To predict RNA modification stoichiometry using Nanopolish, nanoRMS will need: i) Nanopolish eventalign output files, and ii) a list of predicted candidate RNA modification sites. It then performs the following steps:
-
- Collapse Nanopolish eventalign output
-
- Convert Nanopolish eventalign outputs into processed output for each 15-mer region
-
- Visualization of the per-read results (PCA, per-read current intensities) -- optional step, but highly recommended to see how your samples look like in terms of modified/unmodified reads
-
- Stoichiometry prediction, using either KMEANS or KNN.

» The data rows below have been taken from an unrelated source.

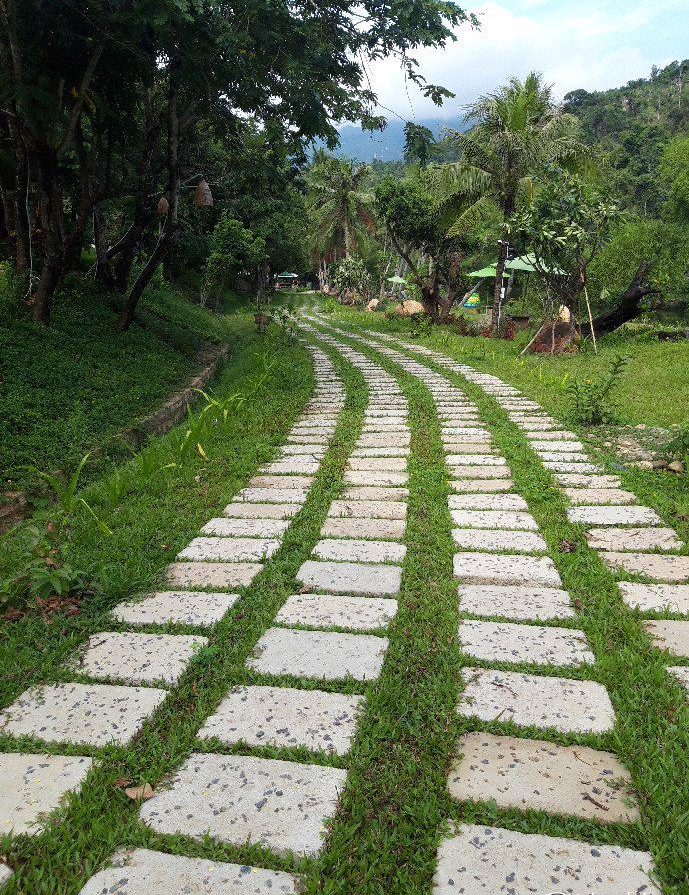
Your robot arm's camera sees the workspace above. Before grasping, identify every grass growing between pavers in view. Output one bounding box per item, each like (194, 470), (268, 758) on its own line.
(298, 333), (461, 895)
(0, 328), (366, 895)
(338, 328), (689, 895)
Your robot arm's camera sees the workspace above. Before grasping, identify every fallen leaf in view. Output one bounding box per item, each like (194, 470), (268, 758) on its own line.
(125, 783), (153, 802)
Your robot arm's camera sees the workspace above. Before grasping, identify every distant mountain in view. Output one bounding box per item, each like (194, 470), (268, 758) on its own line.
(335, 118), (466, 162)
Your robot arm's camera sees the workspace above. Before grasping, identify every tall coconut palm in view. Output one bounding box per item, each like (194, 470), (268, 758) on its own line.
(307, 152), (375, 270)
(451, 72), (583, 335)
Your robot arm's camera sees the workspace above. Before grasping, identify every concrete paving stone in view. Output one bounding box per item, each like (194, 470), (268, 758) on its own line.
(177, 537), (280, 562)
(457, 584), (575, 621)
(246, 473), (314, 491)
(644, 619), (689, 658)
(223, 502), (301, 519)
(165, 562), (263, 590)
(553, 472), (622, 490)
(356, 432), (411, 447)
(459, 619), (595, 667)
(259, 458), (320, 475)
(617, 581), (689, 615)
(0, 752), (93, 836)
(140, 754), (347, 857)
(447, 494), (528, 512)
(450, 480), (514, 494)
(447, 464), (511, 479)
(347, 457), (407, 472)
(448, 733), (640, 823)
(586, 526), (684, 551)
(567, 506), (662, 525)
(198, 687), (364, 755)
(445, 454), (507, 466)
(80, 848), (297, 895)
(340, 485), (409, 500)
(328, 500), (407, 519)
(564, 488), (636, 506)
(452, 528), (548, 553)
(451, 510), (538, 531)
(297, 560), (402, 597)
(246, 628), (388, 681)
(321, 519), (407, 541)
(433, 825), (661, 895)
(351, 445), (409, 457)
(0, 684), (167, 746)
(667, 665), (689, 696)
(529, 438), (584, 454)
(599, 550), (689, 582)
(313, 538), (407, 563)
(234, 486), (309, 504)
(458, 668), (615, 733)
(201, 518), (290, 538)
(68, 631), (208, 684)
(275, 594), (397, 631)
(343, 469), (409, 488)
(454, 552), (562, 587)
(110, 590), (239, 628)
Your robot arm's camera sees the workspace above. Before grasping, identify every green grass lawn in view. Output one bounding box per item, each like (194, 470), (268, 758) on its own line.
(0, 280), (236, 493)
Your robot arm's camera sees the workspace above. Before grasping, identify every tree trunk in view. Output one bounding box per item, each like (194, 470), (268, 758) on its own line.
(32, 146), (64, 326)
(117, 80), (180, 332)
(582, 261), (660, 336)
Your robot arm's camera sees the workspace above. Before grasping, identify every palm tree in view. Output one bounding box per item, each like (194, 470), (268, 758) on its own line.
(307, 151), (375, 276)
(451, 72), (583, 335)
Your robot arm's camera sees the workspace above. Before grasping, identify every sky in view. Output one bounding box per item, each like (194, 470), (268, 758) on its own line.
(360, 0), (689, 120)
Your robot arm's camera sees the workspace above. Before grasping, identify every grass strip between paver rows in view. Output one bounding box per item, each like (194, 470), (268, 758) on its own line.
(0, 330), (367, 895)
(336, 331), (689, 895)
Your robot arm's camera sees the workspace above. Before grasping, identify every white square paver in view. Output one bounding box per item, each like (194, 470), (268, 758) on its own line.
(313, 538), (407, 562)
(600, 550), (689, 581)
(644, 619), (689, 658)
(451, 510), (538, 531)
(69, 631), (208, 684)
(459, 619), (595, 666)
(297, 560), (402, 596)
(454, 552), (562, 587)
(321, 519), (407, 541)
(246, 628), (388, 681)
(140, 754), (347, 857)
(457, 584), (575, 621)
(433, 825), (661, 895)
(452, 528), (548, 553)
(448, 733), (639, 823)
(165, 562), (263, 590)
(201, 518), (290, 538)
(198, 687), (364, 755)
(0, 684), (167, 746)
(275, 594), (397, 631)
(567, 506), (661, 525)
(110, 590), (239, 628)
(586, 526), (684, 552)
(177, 537), (280, 562)
(0, 753), (93, 835)
(80, 848), (297, 895)
(617, 581), (689, 614)
(459, 668), (615, 733)
(223, 503), (301, 519)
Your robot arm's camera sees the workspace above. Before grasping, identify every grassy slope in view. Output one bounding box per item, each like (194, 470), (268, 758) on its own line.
(0, 282), (236, 492)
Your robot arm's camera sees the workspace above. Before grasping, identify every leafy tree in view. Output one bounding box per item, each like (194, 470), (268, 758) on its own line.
(446, 72), (580, 334)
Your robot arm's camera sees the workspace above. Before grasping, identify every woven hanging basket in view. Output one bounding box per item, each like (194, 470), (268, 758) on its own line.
(194, 179), (213, 208)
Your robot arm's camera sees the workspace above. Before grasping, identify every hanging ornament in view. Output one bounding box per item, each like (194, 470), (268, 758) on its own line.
(194, 178), (213, 208)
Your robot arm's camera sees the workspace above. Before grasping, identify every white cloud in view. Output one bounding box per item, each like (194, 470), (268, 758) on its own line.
(370, 0), (677, 118)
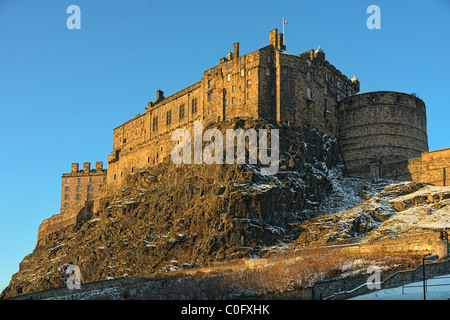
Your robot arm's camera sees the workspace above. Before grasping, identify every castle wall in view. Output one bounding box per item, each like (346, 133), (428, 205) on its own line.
(339, 91), (428, 178)
(61, 162), (106, 213)
(380, 148), (450, 186)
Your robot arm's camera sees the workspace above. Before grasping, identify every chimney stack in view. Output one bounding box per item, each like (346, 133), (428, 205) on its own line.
(270, 28), (278, 49)
(233, 42), (239, 59)
(156, 90), (164, 102)
(72, 163), (78, 172)
(95, 161), (103, 171)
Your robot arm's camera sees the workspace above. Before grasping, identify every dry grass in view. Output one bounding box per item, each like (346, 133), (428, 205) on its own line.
(230, 247), (419, 293)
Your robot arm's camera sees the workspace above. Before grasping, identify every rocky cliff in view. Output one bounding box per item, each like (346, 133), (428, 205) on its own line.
(1, 120), (339, 298)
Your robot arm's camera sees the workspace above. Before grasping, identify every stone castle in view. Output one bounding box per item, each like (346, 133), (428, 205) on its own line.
(58, 29), (450, 212)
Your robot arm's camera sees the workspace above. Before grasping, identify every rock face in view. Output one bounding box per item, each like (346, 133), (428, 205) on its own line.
(297, 179), (450, 244)
(0, 120), (339, 298)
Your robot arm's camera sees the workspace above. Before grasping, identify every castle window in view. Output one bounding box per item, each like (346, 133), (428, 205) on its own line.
(180, 104), (184, 119)
(166, 110), (172, 126)
(192, 99), (197, 113)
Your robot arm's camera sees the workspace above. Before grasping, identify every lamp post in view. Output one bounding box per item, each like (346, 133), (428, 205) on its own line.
(422, 254), (439, 300)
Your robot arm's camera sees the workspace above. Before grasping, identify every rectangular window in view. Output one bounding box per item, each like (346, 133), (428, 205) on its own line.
(166, 110), (172, 126)
(153, 117), (158, 131)
(192, 99), (197, 113)
(180, 104), (184, 119)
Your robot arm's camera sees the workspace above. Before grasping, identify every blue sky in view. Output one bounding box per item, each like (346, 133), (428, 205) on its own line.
(0, 0), (450, 290)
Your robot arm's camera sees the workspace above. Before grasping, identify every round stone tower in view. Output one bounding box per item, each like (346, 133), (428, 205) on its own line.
(339, 91), (428, 178)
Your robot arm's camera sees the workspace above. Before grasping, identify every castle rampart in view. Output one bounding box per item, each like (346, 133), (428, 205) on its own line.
(339, 91), (428, 178)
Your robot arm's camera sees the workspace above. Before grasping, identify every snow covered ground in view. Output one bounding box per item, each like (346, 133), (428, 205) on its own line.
(349, 274), (450, 300)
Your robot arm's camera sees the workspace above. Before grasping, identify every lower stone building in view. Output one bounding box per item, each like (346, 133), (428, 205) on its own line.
(61, 29), (449, 211)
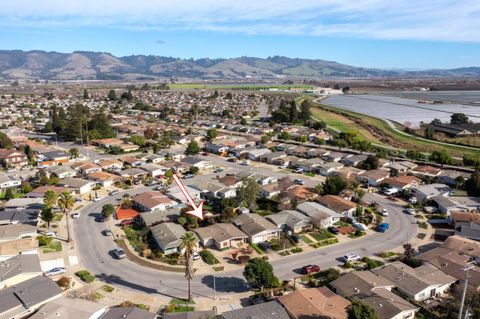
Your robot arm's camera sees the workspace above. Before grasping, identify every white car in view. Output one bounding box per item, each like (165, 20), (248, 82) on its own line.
(43, 231), (57, 238)
(93, 196), (103, 202)
(405, 208), (415, 215)
(342, 253), (362, 262)
(45, 267), (67, 277)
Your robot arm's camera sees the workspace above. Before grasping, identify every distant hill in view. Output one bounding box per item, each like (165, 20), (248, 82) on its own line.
(0, 50), (480, 80)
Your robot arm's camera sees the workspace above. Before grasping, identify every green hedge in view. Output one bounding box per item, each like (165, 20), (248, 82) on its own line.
(75, 270), (95, 284)
(200, 249), (220, 265)
(250, 243), (265, 255)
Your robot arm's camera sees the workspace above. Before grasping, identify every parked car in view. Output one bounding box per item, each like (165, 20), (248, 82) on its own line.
(113, 247), (127, 259)
(44, 267), (67, 277)
(376, 223), (390, 233)
(342, 253), (362, 262)
(120, 219), (134, 227)
(93, 196), (103, 202)
(293, 179), (305, 185)
(405, 208), (415, 215)
(327, 226), (340, 235)
(302, 265), (320, 275)
(43, 231), (57, 238)
(102, 229), (112, 236)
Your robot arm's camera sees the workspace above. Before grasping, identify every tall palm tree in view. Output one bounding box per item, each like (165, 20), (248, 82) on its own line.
(58, 191), (75, 242)
(180, 232), (197, 303)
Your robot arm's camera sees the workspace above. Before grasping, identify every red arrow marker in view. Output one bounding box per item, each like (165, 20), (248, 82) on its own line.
(173, 174), (203, 220)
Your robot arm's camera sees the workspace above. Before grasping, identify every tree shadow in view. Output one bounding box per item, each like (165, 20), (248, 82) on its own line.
(201, 275), (249, 293)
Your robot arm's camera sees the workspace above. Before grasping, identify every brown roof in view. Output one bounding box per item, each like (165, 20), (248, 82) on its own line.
(278, 287), (350, 319)
(318, 195), (357, 213)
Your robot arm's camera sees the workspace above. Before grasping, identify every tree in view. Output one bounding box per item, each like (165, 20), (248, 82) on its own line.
(58, 191), (75, 242)
(347, 299), (379, 319)
(429, 149), (452, 166)
(180, 232), (197, 302)
(185, 140), (200, 155)
(69, 147), (80, 158)
(322, 175), (348, 195)
(362, 155), (379, 171)
(450, 113), (469, 125)
(107, 90), (117, 101)
(237, 177), (260, 209)
(207, 128), (218, 141)
(243, 258), (280, 291)
(465, 172), (480, 197)
(40, 206), (55, 230)
(43, 190), (57, 208)
(130, 135), (146, 147)
(102, 204), (115, 220)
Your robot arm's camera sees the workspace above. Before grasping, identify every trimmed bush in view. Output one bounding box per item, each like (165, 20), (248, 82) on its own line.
(200, 249), (220, 265)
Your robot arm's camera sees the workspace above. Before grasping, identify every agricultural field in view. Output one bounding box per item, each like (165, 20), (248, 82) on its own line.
(323, 95), (480, 127)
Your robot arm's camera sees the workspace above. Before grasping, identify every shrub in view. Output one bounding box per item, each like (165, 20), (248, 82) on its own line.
(200, 249), (220, 265)
(250, 243), (265, 255)
(75, 270), (95, 284)
(37, 236), (53, 246)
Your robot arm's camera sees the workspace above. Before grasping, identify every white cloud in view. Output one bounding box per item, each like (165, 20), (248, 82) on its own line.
(0, 0), (480, 42)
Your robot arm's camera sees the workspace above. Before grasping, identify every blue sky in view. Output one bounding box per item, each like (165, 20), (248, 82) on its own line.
(0, 0), (480, 69)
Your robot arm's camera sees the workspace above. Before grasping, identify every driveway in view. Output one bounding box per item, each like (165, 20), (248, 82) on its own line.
(74, 187), (417, 298)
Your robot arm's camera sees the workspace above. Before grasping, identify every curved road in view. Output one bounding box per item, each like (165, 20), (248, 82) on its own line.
(74, 187), (417, 298)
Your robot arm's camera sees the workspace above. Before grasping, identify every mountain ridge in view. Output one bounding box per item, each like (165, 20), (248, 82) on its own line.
(0, 50), (480, 81)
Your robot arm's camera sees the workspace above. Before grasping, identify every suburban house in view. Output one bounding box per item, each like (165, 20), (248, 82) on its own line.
(278, 287), (350, 319)
(297, 202), (343, 228)
(220, 301), (290, 319)
(318, 195), (357, 217)
(132, 192), (177, 212)
(410, 184), (452, 203)
(266, 210), (313, 234)
(0, 173), (22, 191)
(357, 169), (390, 186)
(0, 148), (28, 167)
(87, 172), (122, 187)
(58, 178), (95, 194)
(233, 214), (281, 243)
(330, 271), (418, 319)
(0, 276), (63, 318)
(372, 261), (457, 301)
(418, 236), (480, 292)
(0, 253), (42, 289)
(150, 222), (196, 255)
(195, 223), (248, 250)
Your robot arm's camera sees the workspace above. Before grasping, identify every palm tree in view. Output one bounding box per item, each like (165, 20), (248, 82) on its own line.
(180, 232), (197, 303)
(58, 191), (75, 242)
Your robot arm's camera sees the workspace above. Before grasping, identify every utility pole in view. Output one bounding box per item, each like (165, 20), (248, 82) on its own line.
(458, 261), (475, 319)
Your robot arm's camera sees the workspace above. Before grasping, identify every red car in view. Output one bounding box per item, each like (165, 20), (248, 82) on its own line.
(302, 265), (320, 275)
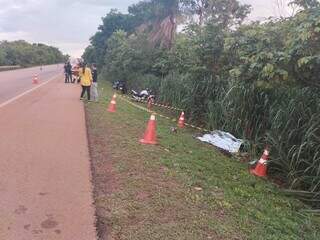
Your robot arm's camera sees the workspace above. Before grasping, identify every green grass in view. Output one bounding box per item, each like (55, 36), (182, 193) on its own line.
(86, 82), (320, 240)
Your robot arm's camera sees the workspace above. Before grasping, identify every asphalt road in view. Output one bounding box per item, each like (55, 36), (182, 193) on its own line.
(0, 66), (96, 240)
(0, 64), (63, 104)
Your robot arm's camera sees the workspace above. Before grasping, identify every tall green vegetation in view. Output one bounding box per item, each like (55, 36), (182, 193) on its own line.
(0, 40), (67, 67)
(84, 0), (320, 206)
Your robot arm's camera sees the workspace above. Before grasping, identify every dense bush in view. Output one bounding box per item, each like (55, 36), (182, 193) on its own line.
(84, 0), (320, 206)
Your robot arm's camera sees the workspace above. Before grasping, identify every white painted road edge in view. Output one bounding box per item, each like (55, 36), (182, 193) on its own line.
(0, 73), (61, 108)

Before you start, you first need to run Nanopolish index and Nanopolish eventalign on the raw FAST5 reads using the following command line:
nanopolish index -d fast5_file fastq_file -s sequencing_summary_file
#Index file should be in the same path as the fastq file
nanopolish eventalign \
--reads path/to/fastq_file \
--bam path/to/bam_file \
--genome path/to/reference_file.fasta \
--scale-events > output.txt
## Convert BAM to TSV
samtools view -h bamfile.bam | java -jar sam2tsv.jar -r reference_file > bamfile.bam.tsv
## Run EpiNano
python3.7 TSV_to_Variants_Freq.py3 -f bamfile.bam.tsv -t 10
Example using test data:
samtools view -h test_data/test.bam | java -jar sam2tsv.jar -r test_data/yeast_rRNA_ref > test.bam.tsv
python3.7 TSV_to_Variants_Freq.py3 -f test.bam.tsv -t 10
Rscript summed_errors.R <epinano_file> <summed_errors_output_file>
Example using test data:
Rscript summed_errors.R test_data/wt_epinano.csv wt
- a) Scatterplot representations
Rscript epinano_scatterplot.R <input1> <label1> <input2> <label2> <feature>
## Feature can be: "mis", "ins", "del", "q_mean", "q_median", "q_std" and "sum" if you are using the input with sum errors
Example using test data:
Rscript epinano_scatterplot.R test_data/wt_epinano.csv wt test_data/sn34ko_epinano.csv sn34ko mis
- b) Per-transcript representations
Rscript epinano_barplot.R input1 label1 input2 label2 feature
Example with test data:
Rscript epinano_barplot.R test_data/wt_epinano.csv wt test_data/sn34ko_epinano.csv sn34ko mis
Result: There are two regions that show distinct mismatch profiles when comparing WT and snR34-KO, one centered in 25s_rRNA:2880 and one centered in 25s_rRNA:2826. These are actually the two exact locations that are expected to be affected by snR34 depletion. You can check predicted target sites of snR34 as well as of other snoRNAs in yeast here.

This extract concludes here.